Career Development

Career development has been in practice in some parts of the world for over a hundred years. As early as the 1900s the United States and some European countries have been using assessment and evaluation instruments as a means of assisting persons with career development. (World Bank discussion paper, August 18, 2003). For many countries in the developed world policy makers have developed policies on career development and has a result, have been able to deliver career programmes in a structured and formal way.

The origin of career/vocational counselling as a speciality within the counselling profession, dates back to the vocational guidance movement of the early 1900s. Then the task of the counsellors was to match clients with appropriate occupations. This speciality has now evolved to the point where it is concerned with a lifelong process of career development, the learning of life skills, preparation for work and planning for leisure time. It also involves shifting the focus from being almost exclusively aimed at children in school settings to work with people of all ages in almost any setting. One such group is the adults in transition.

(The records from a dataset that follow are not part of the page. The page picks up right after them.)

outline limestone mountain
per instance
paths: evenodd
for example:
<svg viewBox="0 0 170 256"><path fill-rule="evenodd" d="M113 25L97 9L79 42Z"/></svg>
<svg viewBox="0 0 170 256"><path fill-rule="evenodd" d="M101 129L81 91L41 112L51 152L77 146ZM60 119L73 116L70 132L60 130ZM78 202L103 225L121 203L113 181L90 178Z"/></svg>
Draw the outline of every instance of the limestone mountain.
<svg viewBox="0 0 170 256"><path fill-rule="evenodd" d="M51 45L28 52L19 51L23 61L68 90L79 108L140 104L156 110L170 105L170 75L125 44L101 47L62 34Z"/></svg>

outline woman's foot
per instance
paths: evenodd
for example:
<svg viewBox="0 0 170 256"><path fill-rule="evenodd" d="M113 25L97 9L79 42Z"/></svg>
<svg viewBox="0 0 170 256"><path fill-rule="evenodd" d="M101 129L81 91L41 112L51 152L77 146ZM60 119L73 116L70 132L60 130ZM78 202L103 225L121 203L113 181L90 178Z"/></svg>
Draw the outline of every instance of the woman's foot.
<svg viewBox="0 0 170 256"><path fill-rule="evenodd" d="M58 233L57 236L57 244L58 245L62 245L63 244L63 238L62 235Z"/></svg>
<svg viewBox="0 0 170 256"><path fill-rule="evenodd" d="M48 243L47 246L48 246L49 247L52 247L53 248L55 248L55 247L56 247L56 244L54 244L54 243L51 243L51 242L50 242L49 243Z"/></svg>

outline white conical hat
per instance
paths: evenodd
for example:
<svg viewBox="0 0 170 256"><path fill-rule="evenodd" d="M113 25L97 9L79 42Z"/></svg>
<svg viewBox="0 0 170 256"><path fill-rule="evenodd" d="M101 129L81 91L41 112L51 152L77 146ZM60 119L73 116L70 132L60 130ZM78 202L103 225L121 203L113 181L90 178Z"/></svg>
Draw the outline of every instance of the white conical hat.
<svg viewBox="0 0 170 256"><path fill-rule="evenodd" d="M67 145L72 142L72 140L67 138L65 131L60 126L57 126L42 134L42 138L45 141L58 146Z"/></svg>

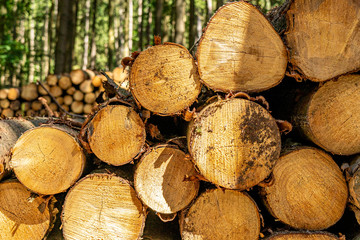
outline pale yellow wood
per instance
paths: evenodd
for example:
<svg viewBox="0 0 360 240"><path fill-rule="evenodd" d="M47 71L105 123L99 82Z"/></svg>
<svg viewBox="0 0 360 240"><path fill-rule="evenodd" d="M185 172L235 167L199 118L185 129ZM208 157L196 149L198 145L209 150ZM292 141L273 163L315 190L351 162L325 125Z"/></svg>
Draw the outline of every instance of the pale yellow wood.
<svg viewBox="0 0 360 240"><path fill-rule="evenodd" d="M201 80L218 91L260 92L285 75L285 46L260 11L228 3L210 19L196 53Z"/></svg>
<svg viewBox="0 0 360 240"><path fill-rule="evenodd" d="M10 165L28 189L51 195L64 192L79 179L85 160L67 130L46 126L30 129L17 140Z"/></svg>
<svg viewBox="0 0 360 240"><path fill-rule="evenodd" d="M275 119L245 99L209 104L191 123L187 140L200 173L225 188L244 190L257 185L280 155Z"/></svg>
<svg viewBox="0 0 360 240"><path fill-rule="evenodd" d="M133 240L142 235L146 214L134 189L111 174L90 174L67 194L62 212L66 240Z"/></svg>
<svg viewBox="0 0 360 240"><path fill-rule="evenodd" d="M201 85L188 50L164 44L148 48L136 58L130 72L130 90L144 108L173 115L196 100Z"/></svg>
<svg viewBox="0 0 360 240"><path fill-rule="evenodd" d="M285 33L290 62L305 78L325 81L360 69L360 3L294 0Z"/></svg>
<svg viewBox="0 0 360 240"><path fill-rule="evenodd" d="M145 144L145 126L130 107L109 105L89 123L88 142L102 161L119 166L126 164Z"/></svg>
<svg viewBox="0 0 360 240"><path fill-rule="evenodd" d="M360 75L328 81L300 102L295 125L315 144L339 155L360 153Z"/></svg>
<svg viewBox="0 0 360 240"><path fill-rule="evenodd" d="M180 221L183 240L256 240L260 216L245 193L215 189L201 194Z"/></svg>
<svg viewBox="0 0 360 240"><path fill-rule="evenodd" d="M18 181L0 183L1 240L41 240L45 236L50 226L49 208L40 197L29 201L30 195Z"/></svg>
<svg viewBox="0 0 360 240"><path fill-rule="evenodd" d="M325 152L302 147L277 161L274 183L263 188L270 212L297 229L322 230L343 215L348 189L340 168Z"/></svg>
<svg viewBox="0 0 360 240"><path fill-rule="evenodd" d="M327 232L279 232L266 240L339 240L340 238Z"/></svg>
<svg viewBox="0 0 360 240"><path fill-rule="evenodd" d="M199 182L184 181L195 175L194 164L183 151L161 145L141 158L135 170L134 187L143 203L154 211L176 213L196 197Z"/></svg>

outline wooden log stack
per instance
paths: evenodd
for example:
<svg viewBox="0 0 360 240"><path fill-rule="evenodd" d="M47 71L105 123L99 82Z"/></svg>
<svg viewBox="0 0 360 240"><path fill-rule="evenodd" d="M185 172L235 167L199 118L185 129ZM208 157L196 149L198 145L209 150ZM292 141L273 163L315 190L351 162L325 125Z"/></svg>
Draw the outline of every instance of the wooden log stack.
<svg viewBox="0 0 360 240"><path fill-rule="evenodd" d="M195 55L155 37L104 89L90 71L48 76L88 116L0 121L0 239L356 239L359 12L231 2ZM37 113L47 91L3 89L0 106Z"/></svg>

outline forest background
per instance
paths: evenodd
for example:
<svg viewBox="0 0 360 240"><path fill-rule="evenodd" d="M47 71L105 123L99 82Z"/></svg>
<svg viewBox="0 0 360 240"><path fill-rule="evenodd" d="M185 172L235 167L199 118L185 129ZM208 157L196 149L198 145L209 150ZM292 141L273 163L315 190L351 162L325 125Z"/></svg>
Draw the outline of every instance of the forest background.
<svg viewBox="0 0 360 240"><path fill-rule="evenodd" d="M191 48L226 0L0 0L0 88L109 70L163 42ZM284 0L251 0L264 14Z"/></svg>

If our goal is to prepare a world-class workforce, one that can perform optimally, then we must begin to take a serious look at the way we prepare our students to enter the work place. Our schools need to become human resource development institutes with the vision of preparing all students for further learning and for employment. Career guidance and counselling must be given a place of prominence, with each student afforded the opportunity to develop a plan for life and the opportunity to understand his/her role in society.

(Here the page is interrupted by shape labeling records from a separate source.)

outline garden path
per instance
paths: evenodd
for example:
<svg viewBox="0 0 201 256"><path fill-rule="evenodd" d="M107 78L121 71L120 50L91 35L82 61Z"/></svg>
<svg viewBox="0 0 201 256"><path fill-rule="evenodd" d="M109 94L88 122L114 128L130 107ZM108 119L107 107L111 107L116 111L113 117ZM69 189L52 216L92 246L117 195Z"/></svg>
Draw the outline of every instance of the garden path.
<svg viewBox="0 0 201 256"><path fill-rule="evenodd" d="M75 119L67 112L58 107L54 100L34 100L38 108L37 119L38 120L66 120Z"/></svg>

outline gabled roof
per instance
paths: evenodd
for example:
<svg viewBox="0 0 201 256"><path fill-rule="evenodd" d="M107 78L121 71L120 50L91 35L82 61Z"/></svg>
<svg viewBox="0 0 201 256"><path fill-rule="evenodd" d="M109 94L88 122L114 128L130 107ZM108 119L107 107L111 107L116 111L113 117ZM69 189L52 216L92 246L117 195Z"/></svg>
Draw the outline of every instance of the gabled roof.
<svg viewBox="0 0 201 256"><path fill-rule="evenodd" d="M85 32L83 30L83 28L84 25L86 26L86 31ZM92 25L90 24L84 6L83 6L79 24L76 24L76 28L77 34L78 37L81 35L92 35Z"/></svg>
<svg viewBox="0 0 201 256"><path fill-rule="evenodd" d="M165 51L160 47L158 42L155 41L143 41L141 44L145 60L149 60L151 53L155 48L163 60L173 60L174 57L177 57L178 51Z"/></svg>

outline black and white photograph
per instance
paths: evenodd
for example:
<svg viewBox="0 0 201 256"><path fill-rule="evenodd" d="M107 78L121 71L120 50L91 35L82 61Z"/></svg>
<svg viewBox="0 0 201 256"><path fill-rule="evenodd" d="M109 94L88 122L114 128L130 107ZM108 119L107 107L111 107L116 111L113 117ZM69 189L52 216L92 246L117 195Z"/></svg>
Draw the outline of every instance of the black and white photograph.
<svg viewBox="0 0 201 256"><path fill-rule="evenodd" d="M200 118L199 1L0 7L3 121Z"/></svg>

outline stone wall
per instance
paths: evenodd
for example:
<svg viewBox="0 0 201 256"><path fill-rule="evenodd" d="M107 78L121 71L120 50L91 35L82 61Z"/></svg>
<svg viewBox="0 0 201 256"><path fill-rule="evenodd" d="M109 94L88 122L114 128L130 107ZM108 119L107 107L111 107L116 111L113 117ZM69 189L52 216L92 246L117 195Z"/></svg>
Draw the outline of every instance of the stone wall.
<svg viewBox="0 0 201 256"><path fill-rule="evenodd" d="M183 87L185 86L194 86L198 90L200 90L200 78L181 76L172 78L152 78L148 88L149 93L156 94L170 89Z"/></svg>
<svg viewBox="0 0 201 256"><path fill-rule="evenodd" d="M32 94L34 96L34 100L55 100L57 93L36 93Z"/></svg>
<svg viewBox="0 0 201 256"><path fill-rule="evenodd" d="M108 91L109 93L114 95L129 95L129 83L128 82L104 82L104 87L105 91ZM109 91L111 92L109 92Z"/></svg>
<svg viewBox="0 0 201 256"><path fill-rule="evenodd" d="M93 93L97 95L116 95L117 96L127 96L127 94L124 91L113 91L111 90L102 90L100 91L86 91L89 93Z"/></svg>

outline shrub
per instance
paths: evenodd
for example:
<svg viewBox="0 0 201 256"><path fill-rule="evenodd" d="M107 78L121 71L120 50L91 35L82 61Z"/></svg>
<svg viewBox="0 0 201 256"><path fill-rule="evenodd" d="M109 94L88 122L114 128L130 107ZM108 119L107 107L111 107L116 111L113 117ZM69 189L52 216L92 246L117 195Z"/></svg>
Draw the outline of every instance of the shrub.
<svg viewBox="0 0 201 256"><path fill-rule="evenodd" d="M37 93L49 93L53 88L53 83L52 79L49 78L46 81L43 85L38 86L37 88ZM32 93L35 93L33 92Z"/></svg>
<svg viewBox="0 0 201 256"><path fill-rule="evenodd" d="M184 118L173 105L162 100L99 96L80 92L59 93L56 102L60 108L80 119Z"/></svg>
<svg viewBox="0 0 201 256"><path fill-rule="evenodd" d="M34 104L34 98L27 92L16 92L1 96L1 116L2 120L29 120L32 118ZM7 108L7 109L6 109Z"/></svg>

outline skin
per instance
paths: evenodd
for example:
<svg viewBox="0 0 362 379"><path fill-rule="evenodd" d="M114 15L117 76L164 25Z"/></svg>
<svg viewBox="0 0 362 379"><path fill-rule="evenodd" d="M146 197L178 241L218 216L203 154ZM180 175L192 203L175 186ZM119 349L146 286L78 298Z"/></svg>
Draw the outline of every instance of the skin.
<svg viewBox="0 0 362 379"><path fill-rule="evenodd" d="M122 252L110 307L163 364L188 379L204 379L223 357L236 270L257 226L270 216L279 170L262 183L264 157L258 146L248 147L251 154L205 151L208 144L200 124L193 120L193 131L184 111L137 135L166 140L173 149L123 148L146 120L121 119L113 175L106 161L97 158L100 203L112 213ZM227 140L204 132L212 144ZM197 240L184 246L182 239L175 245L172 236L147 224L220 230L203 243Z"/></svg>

This would result in our schools not only being seen as a knowledge, content-based education system but one where students are prepared to be independent, self-supporting and productive members of society. More focus would then be placed on the following:

  • Emphasizing the importance of work and the link between education and work;
  • Teaching employability skills;
  • Forging more linkages between the school, community and industry;
  • Examining labour market trends both locally and internationally;
  • Emphasizing the role of the individual in his/her own development through the planning of one’s life generally and one’s career in particular; and
  • Teaching career exploration and work preparation skills.

This has already started through the introduction of initiatives such as Resource & Technology and Computer Education in schools, but can be enhanced through a programme of career guidance, education and counselling.